Wednesday, 07 August 2019 10:54

Moody's rating agency says government transfers to Eskom of R105bn over the next two years cannot do more than stabilise the company’s debt burden.  

The rating agency underlined the urgency of a turnaround plan for Eskom and said that until this was in place the government will have to keep on providing bailouts.

The government had promised R69bn of support over the next three years, but expanded this by another R59bn in July, and R105bn of this will flow over the 2020/2021 period.

“We view the additional cash transfers as credit positive, but the increased support has become necessary for Eskom to remain a going concern. As such we consider that the government capital transfers cannot do more than stabilise the company’s debt burden, pending the development of a longer-term solution for the company,” it said.

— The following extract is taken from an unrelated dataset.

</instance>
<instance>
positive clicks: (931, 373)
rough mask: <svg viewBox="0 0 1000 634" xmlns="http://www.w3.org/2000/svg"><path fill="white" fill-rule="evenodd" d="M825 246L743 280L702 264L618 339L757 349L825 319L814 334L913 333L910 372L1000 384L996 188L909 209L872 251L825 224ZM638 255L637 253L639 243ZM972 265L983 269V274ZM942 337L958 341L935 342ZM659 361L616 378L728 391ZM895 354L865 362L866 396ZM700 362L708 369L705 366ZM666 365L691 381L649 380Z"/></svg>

Eskom has a debt burden of R440bn however the quantum will continue to rise as Eskom must continue to expand borrowing if it is to complete the construction of its two new mega power stations, Medupi and Kusile.

Together with a rising quantum of debt, debt service costs are also rising and will reach R84bn for this year, more than wiping out the government’s capital transfer of R49bn for 2019/2020.

Financing costs will again exceed Eskom’s operating cash flows in 2020, says Moody’s.

Moody's, however, acknowledged that the power utility's new management is focusing on improving corporate governance at the entity.